Other motives for going off medication are even more pragmatic, says Harold Meyer, a therapist and ADHD coach, who heads the New York City chapter of Children and Adults with Attention Deficit Disorder. Meyer has had clients who wanted to discontinue medication because they were starting a job that required drug screening, or planned to enter the armed forces. “I had one client, a private detective, who needed to renew his gun permit. He knew that he’d be asked if he was taking stimulants or other drugs,” says Meyer.
An important caution: Although drugs commonly prescribed for ADHD have not been linked to birth defects, women (and men) who are trying to have children are generally advised to avoid medication.
An Informed Decision
If you’re considering going off medication, experts advise doing so only with the approval of your doctor. He may give you the green light, or he may suggest other options, such as adding psychotherapy or ADHD coaching to your drug regimen.
Your doctor may be able to ease your concerns by adjusting the drug’s dosage or switching you to a new drug. “A lot of people don’t realize how many drugs there are for ADHD,” says Novotni. “One of my patients, an architect, was having trouble on the job. He missed deadlines, and details were killing him.

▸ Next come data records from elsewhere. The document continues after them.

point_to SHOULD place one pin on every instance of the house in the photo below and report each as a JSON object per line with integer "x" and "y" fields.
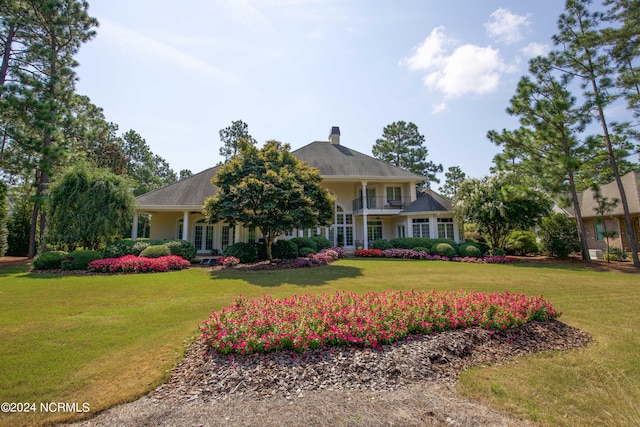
{"x": 613, "y": 220}
{"x": 373, "y": 200}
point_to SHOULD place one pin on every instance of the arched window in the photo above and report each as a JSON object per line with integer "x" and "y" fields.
{"x": 344, "y": 227}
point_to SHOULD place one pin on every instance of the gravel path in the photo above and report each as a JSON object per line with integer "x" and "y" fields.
{"x": 406, "y": 383}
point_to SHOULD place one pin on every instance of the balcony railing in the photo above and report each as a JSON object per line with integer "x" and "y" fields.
{"x": 379, "y": 203}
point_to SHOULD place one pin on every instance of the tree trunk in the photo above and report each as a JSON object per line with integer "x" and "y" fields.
{"x": 580, "y": 223}
{"x": 4, "y": 67}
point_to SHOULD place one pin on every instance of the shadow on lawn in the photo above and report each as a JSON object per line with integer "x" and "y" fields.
{"x": 310, "y": 276}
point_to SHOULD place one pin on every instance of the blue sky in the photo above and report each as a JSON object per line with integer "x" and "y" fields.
{"x": 178, "y": 72}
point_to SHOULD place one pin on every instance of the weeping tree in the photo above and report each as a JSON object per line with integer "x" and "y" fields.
{"x": 87, "y": 207}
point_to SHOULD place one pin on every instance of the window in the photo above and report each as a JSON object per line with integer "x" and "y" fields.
{"x": 371, "y": 198}
{"x": 374, "y": 230}
{"x": 344, "y": 227}
{"x": 251, "y": 235}
{"x": 394, "y": 193}
{"x": 445, "y": 228}
{"x": 420, "y": 227}
{"x": 228, "y": 235}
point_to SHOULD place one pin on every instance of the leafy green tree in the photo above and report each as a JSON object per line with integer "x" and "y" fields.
{"x": 231, "y": 136}
{"x": 42, "y": 85}
{"x": 403, "y": 146}
{"x": 454, "y": 177}
{"x": 548, "y": 145}
{"x": 185, "y": 173}
{"x": 147, "y": 171}
{"x": 499, "y": 205}
{"x": 558, "y": 235}
{"x": 582, "y": 55}
{"x": 19, "y": 226}
{"x": 88, "y": 206}
{"x": 271, "y": 190}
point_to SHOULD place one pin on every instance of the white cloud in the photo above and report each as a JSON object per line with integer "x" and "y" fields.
{"x": 535, "y": 49}
{"x": 439, "y": 107}
{"x": 468, "y": 69}
{"x": 146, "y": 46}
{"x": 507, "y": 27}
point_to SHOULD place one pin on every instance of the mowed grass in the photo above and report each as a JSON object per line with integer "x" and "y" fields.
{"x": 110, "y": 339}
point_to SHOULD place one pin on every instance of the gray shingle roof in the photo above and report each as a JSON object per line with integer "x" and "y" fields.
{"x": 189, "y": 192}
{"x": 429, "y": 201}
{"x": 631, "y": 185}
{"x": 331, "y": 160}
{"x": 340, "y": 161}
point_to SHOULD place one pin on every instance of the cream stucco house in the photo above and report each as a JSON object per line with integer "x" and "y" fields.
{"x": 373, "y": 200}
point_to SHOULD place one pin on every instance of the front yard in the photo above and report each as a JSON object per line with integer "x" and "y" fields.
{"x": 104, "y": 340}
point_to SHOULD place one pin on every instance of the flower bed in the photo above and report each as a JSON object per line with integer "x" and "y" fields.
{"x": 313, "y": 321}
{"x": 412, "y": 254}
{"x": 135, "y": 264}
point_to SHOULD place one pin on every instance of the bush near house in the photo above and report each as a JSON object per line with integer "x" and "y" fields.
{"x": 443, "y": 249}
{"x": 136, "y": 264}
{"x": 469, "y": 249}
{"x": 79, "y": 260}
{"x": 182, "y": 248}
{"x": 322, "y": 243}
{"x": 245, "y": 252}
{"x": 155, "y": 251}
{"x": 49, "y": 260}
{"x": 522, "y": 243}
{"x": 284, "y": 249}
{"x": 304, "y": 242}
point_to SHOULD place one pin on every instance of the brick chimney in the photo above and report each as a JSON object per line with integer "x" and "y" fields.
{"x": 334, "y": 137}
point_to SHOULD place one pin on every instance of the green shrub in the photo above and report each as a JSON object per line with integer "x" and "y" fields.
{"x": 615, "y": 254}
{"x": 496, "y": 252}
{"x": 559, "y": 235}
{"x": 422, "y": 249}
{"x": 139, "y": 246}
{"x": 155, "y": 251}
{"x": 381, "y": 244}
{"x": 469, "y": 249}
{"x": 304, "y": 242}
{"x": 410, "y": 242}
{"x": 182, "y": 248}
{"x": 284, "y": 249}
{"x": 49, "y": 260}
{"x": 443, "y": 249}
{"x": 78, "y": 260}
{"x": 306, "y": 251}
{"x": 321, "y": 243}
{"x": 522, "y": 243}
{"x": 245, "y": 252}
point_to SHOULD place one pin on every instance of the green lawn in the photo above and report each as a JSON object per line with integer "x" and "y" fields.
{"x": 109, "y": 339}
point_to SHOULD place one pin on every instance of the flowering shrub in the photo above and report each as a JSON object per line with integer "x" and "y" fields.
{"x": 135, "y": 264}
{"x": 413, "y": 254}
{"x": 369, "y": 253}
{"x": 327, "y": 256}
{"x": 313, "y": 321}
{"x": 340, "y": 251}
{"x": 229, "y": 261}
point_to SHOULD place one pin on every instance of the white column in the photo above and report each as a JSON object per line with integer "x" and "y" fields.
{"x": 364, "y": 215}
{"x": 185, "y": 225}
{"x": 134, "y": 227}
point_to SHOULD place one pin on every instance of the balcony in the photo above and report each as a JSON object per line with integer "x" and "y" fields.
{"x": 379, "y": 204}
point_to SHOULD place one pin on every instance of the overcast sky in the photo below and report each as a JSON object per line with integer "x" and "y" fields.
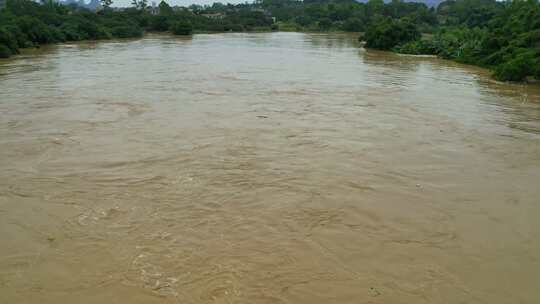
{"x": 178, "y": 2}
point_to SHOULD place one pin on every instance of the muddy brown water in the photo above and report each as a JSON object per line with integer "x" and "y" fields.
{"x": 264, "y": 168}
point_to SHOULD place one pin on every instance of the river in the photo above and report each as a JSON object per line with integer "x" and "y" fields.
{"x": 264, "y": 168}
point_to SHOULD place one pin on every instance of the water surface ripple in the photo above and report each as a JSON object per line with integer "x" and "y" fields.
{"x": 264, "y": 168}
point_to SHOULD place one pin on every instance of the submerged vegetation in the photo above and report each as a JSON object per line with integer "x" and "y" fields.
{"x": 503, "y": 36}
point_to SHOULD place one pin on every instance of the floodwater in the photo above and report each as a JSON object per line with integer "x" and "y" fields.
{"x": 264, "y": 168}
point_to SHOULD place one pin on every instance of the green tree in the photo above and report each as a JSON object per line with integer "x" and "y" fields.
{"x": 106, "y": 3}
{"x": 182, "y": 27}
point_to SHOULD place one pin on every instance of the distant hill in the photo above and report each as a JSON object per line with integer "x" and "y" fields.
{"x": 429, "y": 3}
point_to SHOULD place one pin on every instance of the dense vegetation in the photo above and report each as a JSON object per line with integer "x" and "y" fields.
{"x": 504, "y": 36}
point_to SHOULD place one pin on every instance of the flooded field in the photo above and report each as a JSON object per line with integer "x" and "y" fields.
{"x": 264, "y": 168}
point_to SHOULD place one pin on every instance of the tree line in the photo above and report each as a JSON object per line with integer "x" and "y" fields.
{"x": 501, "y": 35}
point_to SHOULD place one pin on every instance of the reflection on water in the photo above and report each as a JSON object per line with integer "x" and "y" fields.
{"x": 264, "y": 168}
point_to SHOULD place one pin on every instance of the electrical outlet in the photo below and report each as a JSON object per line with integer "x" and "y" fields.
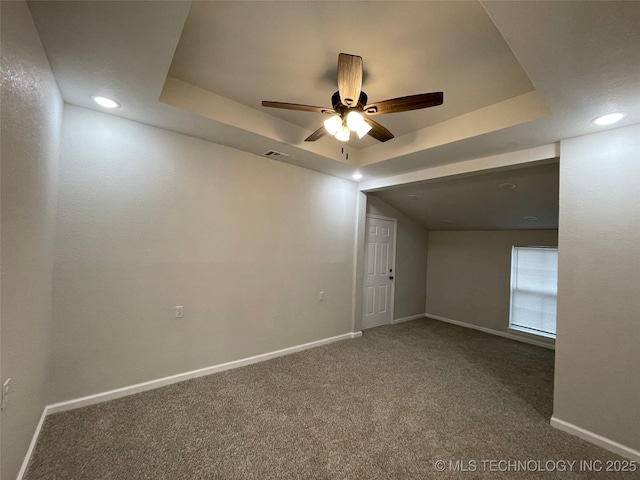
{"x": 5, "y": 395}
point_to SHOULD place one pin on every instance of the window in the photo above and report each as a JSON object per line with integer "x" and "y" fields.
{"x": 534, "y": 290}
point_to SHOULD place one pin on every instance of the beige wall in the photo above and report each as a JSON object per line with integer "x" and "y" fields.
{"x": 151, "y": 219}
{"x": 31, "y": 119}
{"x": 597, "y": 385}
{"x": 411, "y": 260}
{"x": 468, "y": 275}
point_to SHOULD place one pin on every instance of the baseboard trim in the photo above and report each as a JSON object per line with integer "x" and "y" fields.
{"x": 161, "y": 382}
{"x": 510, "y": 336}
{"x": 596, "y": 439}
{"x": 407, "y": 319}
{"x": 32, "y": 445}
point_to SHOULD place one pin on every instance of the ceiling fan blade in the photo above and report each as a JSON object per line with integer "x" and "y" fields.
{"x": 349, "y": 78}
{"x": 296, "y": 106}
{"x": 378, "y": 131}
{"x": 321, "y": 132}
{"x": 404, "y": 104}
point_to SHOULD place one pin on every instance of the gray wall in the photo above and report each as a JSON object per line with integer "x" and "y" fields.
{"x": 411, "y": 260}
{"x": 597, "y": 386}
{"x": 468, "y": 275}
{"x": 31, "y": 119}
{"x": 151, "y": 219}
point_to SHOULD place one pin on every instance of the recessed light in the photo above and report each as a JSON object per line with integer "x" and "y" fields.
{"x": 609, "y": 118}
{"x": 105, "y": 102}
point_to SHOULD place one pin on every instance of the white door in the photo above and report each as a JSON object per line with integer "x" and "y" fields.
{"x": 379, "y": 251}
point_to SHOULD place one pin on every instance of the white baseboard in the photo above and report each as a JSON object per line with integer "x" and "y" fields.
{"x": 407, "y": 319}
{"x": 510, "y": 336}
{"x": 161, "y": 382}
{"x": 596, "y": 439}
{"x": 32, "y": 445}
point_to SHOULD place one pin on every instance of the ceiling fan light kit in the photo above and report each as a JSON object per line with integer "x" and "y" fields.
{"x": 348, "y": 114}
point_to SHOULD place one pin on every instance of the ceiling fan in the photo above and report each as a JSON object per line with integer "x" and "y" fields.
{"x": 350, "y": 111}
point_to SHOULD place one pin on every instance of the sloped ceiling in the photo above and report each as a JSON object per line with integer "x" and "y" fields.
{"x": 516, "y": 75}
{"x": 522, "y": 198}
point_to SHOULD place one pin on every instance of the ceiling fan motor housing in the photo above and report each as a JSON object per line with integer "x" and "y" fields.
{"x": 339, "y": 107}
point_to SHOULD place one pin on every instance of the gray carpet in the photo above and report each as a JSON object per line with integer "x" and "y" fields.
{"x": 384, "y": 406}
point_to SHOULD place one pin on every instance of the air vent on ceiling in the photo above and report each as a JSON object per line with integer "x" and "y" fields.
{"x": 275, "y": 155}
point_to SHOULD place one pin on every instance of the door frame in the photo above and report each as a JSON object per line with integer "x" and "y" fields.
{"x": 393, "y": 261}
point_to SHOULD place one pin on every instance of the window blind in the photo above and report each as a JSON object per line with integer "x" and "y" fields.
{"x": 534, "y": 290}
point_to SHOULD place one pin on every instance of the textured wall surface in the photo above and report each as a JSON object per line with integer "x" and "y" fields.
{"x": 31, "y": 119}
{"x": 411, "y": 260}
{"x": 151, "y": 219}
{"x": 469, "y": 275}
{"x": 597, "y": 386}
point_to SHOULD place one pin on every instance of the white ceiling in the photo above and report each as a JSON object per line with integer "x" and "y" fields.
{"x": 516, "y": 75}
{"x": 289, "y": 52}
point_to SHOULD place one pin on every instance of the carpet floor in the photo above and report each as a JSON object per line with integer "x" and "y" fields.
{"x": 388, "y": 405}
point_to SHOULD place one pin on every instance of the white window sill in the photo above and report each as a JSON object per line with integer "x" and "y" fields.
{"x": 537, "y": 333}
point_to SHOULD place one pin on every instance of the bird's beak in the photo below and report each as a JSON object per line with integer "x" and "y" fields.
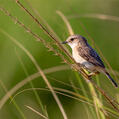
{"x": 64, "y": 42}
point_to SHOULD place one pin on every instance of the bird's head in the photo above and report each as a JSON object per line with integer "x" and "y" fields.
{"x": 75, "y": 40}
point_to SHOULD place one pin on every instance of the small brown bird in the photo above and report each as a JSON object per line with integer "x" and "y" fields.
{"x": 86, "y": 56}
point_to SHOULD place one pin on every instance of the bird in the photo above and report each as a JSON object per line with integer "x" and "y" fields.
{"x": 86, "y": 56}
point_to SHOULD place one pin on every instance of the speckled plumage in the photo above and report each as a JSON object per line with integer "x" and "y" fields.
{"x": 86, "y": 56}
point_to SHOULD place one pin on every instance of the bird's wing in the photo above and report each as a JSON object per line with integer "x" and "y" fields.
{"x": 89, "y": 54}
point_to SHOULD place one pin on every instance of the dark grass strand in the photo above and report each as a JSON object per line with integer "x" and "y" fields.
{"x": 85, "y": 76}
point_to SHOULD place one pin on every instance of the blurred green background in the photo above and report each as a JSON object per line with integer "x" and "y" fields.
{"x": 104, "y": 32}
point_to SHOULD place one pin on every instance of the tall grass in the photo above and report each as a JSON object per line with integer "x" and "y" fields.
{"x": 98, "y": 110}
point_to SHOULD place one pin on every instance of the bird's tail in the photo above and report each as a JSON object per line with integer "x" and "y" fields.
{"x": 109, "y": 77}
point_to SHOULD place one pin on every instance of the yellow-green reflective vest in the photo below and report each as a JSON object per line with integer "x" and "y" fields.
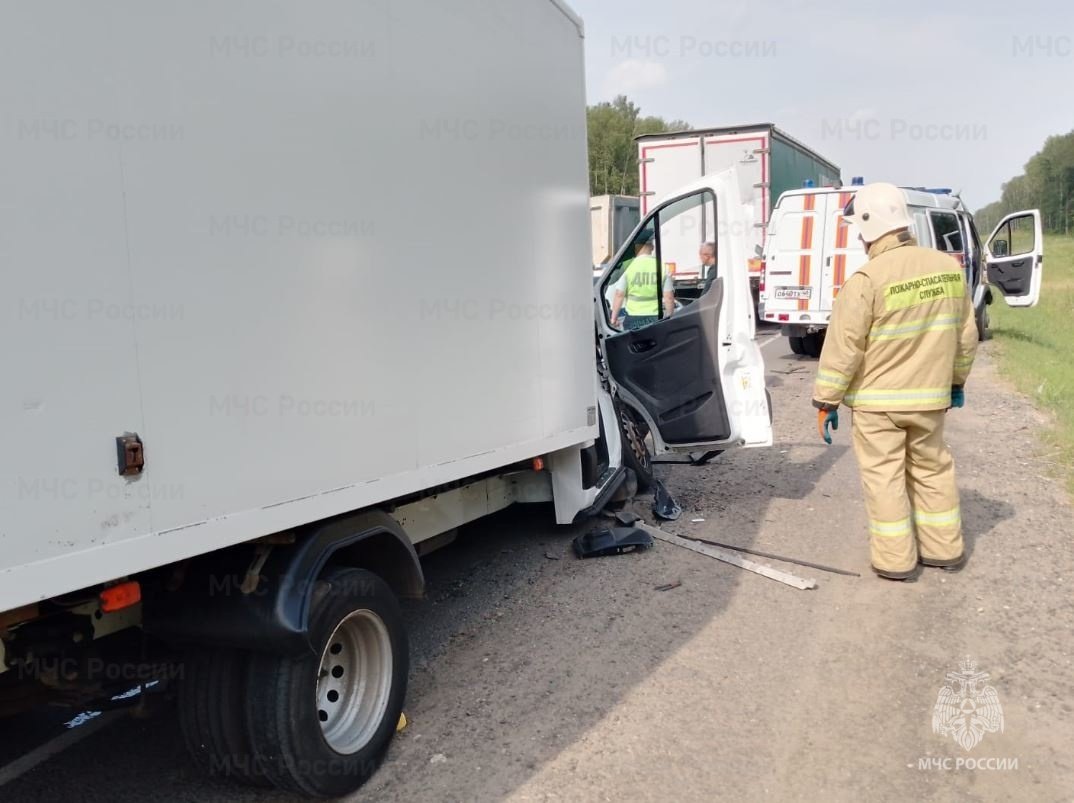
{"x": 642, "y": 287}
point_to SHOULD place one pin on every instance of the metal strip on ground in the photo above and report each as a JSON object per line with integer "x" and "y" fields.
{"x": 731, "y": 557}
{"x": 53, "y": 747}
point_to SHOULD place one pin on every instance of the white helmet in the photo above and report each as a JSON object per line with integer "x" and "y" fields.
{"x": 877, "y": 209}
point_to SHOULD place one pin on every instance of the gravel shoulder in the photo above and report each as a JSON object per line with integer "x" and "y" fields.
{"x": 538, "y": 676}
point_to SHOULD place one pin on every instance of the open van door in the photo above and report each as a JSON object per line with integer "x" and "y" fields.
{"x": 1015, "y": 257}
{"x": 693, "y": 371}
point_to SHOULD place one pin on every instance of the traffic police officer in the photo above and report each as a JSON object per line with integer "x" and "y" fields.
{"x": 639, "y": 288}
{"x": 898, "y": 350}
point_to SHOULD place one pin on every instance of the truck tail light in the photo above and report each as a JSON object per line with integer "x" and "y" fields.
{"x": 120, "y": 596}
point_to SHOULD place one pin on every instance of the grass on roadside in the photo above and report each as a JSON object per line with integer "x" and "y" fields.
{"x": 1035, "y": 349}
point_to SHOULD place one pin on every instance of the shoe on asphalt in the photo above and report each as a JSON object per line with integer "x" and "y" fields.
{"x": 906, "y": 577}
{"x": 945, "y": 564}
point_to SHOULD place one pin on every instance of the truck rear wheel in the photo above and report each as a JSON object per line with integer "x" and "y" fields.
{"x": 213, "y": 715}
{"x": 320, "y": 723}
{"x": 984, "y": 323}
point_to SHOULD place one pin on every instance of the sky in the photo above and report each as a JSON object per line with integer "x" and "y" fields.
{"x": 954, "y": 95}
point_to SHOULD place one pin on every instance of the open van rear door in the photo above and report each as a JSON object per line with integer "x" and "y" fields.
{"x": 695, "y": 373}
{"x": 1015, "y": 256}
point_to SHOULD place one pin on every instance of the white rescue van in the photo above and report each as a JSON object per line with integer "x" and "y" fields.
{"x": 811, "y": 251}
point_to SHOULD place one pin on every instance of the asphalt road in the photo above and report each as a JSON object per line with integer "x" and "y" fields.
{"x": 538, "y": 676}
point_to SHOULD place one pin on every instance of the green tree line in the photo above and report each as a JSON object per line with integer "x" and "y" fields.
{"x": 613, "y": 155}
{"x": 1046, "y": 185}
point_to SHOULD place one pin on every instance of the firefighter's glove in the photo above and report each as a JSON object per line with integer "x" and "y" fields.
{"x": 826, "y": 419}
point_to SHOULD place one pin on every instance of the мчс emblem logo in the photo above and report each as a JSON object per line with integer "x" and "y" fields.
{"x": 967, "y": 709}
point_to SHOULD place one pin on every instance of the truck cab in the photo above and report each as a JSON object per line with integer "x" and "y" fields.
{"x": 811, "y": 250}
{"x": 695, "y": 378}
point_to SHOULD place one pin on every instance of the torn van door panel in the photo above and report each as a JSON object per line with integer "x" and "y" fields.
{"x": 696, "y": 376}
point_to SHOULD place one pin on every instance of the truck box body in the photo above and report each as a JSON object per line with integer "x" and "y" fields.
{"x": 209, "y": 242}
{"x": 611, "y": 218}
{"x": 812, "y": 250}
{"x": 770, "y": 160}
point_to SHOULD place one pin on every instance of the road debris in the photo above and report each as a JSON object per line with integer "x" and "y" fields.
{"x": 668, "y": 586}
{"x": 664, "y": 506}
{"x": 731, "y": 557}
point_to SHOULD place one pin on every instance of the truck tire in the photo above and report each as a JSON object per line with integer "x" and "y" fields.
{"x": 636, "y": 454}
{"x": 213, "y": 714}
{"x": 320, "y": 723}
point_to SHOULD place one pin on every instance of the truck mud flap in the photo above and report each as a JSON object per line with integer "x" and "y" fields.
{"x": 606, "y": 495}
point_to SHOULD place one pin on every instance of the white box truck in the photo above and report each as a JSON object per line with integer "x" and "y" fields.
{"x": 611, "y": 219}
{"x": 244, "y": 392}
{"x": 770, "y": 161}
{"x": 812, "y": 250}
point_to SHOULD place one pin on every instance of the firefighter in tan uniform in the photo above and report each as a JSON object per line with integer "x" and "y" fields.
{"x": 898, "y": 350}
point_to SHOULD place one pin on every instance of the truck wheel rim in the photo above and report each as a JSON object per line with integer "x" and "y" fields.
{"x": 354, "y": 682}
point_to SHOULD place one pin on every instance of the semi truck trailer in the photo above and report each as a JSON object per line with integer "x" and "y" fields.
{"x": 771, "y": 162}
{"x": 243, "y": 394}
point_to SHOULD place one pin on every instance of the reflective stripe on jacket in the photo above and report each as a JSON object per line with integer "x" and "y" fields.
{"x": 902, "y": 332}
{"x": 642, "y": 287}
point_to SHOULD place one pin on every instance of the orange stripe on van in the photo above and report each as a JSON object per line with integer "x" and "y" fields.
{"x": 842, "y": 235}
{"x": 807, "y": 232}
{"x": 804, "y": 263}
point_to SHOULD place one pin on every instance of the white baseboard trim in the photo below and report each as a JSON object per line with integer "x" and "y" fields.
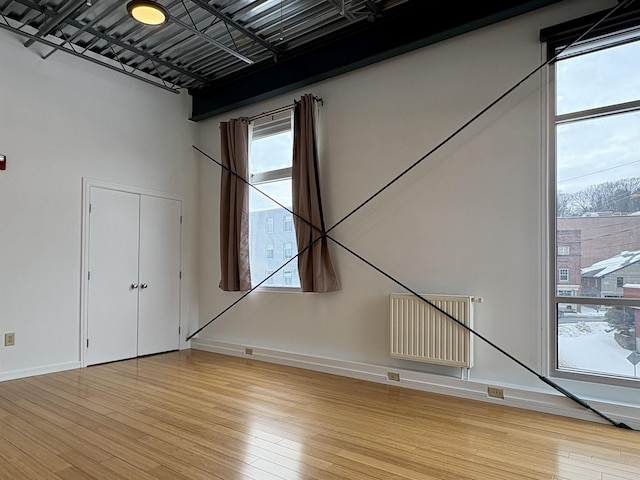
{"x": 31, "y": 372}
{"x": 539, "y": 401}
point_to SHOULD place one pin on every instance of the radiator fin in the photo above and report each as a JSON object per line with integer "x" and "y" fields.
{"x": 421, "y": 333}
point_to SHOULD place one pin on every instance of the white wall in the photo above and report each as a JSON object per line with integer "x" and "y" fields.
{"x": 61, "y": 120}
{"x": 469, "y": 219}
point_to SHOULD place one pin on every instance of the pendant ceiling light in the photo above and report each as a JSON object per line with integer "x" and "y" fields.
{"x": 147, "y": 12}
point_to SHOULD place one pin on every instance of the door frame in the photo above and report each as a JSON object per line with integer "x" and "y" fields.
{"x": 87, "y": 184}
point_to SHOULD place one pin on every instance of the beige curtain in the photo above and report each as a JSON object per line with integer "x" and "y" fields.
{"x": 314, "y": 264}
{"x": 234, "y": 206}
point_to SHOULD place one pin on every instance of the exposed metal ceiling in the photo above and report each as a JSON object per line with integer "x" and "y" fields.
{"x": 228, "y": 53}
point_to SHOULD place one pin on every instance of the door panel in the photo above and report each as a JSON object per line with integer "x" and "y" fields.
{"x": 113, "y": 266}
{"x": 159, "y": 301}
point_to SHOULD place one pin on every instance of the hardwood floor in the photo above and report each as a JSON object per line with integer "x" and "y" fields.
{"x": 199, "y": 415}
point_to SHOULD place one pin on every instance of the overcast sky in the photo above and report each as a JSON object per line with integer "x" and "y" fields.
{"x": 606, "y": 148}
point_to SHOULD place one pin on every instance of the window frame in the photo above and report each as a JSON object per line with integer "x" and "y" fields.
{"x": 275, "y": 124}
{"x": 555, "y": 38}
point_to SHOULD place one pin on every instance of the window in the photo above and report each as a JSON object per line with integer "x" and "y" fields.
{"x": 270, "y": 161}
{"x": 563, "y": 275}
{"x": 595, "y": 185}
{"x": 288, "y": 223}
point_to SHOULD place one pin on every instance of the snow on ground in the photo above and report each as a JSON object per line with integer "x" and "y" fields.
{"x": 589, "y": 345}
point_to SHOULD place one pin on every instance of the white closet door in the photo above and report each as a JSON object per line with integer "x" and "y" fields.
{"x": 159, "y": 304}
{"x": 113, "y": 270}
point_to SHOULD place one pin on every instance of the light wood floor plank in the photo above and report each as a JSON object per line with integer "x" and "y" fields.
{"x": 199, "y": 415}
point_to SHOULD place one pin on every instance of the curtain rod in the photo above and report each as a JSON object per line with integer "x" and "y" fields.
{"x": 280, "y": 110}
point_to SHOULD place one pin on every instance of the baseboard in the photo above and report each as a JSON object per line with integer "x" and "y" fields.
{"x": 30, "y": 372}
{"x": 539, "y": 401}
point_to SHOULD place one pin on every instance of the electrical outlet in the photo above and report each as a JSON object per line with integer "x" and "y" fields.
{"x": 393, "y": 376}
{"x": 495, "y": 392}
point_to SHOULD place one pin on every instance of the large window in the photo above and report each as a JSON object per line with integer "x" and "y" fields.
{"x": 272, "y": 240}
{"x": 596, "y": 180}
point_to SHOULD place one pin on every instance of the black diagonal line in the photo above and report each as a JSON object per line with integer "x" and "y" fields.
{"x": 542, "y": 378}
{"x": 402, "y": 174}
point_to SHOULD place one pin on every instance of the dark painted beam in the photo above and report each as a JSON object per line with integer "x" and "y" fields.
{"x": 402, "y": 29}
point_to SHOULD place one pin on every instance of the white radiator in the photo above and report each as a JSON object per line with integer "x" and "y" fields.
{"x": 421, "y": 333}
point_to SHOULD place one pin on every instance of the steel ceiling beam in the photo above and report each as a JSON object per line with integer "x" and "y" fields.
{"x": 339, "y": 5}
{"x": 91, "y": 59}
{"x": 212, "y": 41}
{"x": 56, "y": 20}
{"x": 112, "y": 40}
{"x": 401, "y": 29}
{"x": 230, "y": 21}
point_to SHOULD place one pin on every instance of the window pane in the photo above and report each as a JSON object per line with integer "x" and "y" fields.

But he said he couldn’t do design work effectively on medication.” Novotni found a workable solution for him: He did his creative work in the morning and his grunt work in the afternoon, after taking medication.
When the desire to go off medication arises from a patient’s misconception about drug safety or side effects, a doctor’s reassurance may be all that’s needed. Recently, Andrew Adesman, M.D., chief of developmental and behavioral pediatrics at Schneider Children’s Hospital in New Hyde Park, New York, convinced the father of one of his patients not to take his child off Ritalin. “The father had read a newspaper article that gave support to unproven interventions for ADHD,” says Adesman. “He was also troubled by a news report suggesting that children who take Ritalin are more likely to get cancer.” This claim has not been proven. Once Adesman explained that, the father gave up his bid to take his child off the medication, which had been highly effective.
Don’t be too quick to decide that a “drug holiday” is a success. Stimulants are gone from the system in hours, but drugs like Strattera may continue to control symptoms for days, perhaps weeks, after the last dose. Hyperactivity will show up quickly, but impaired concentration and organizational problems can take up to six months to become evident, according to Adesman.
Ultimately, you may decide to go back on medication. If so, keep the experience in perspective. “You’re not back at square one,” Wilens says. “You’ve learned something valuable.”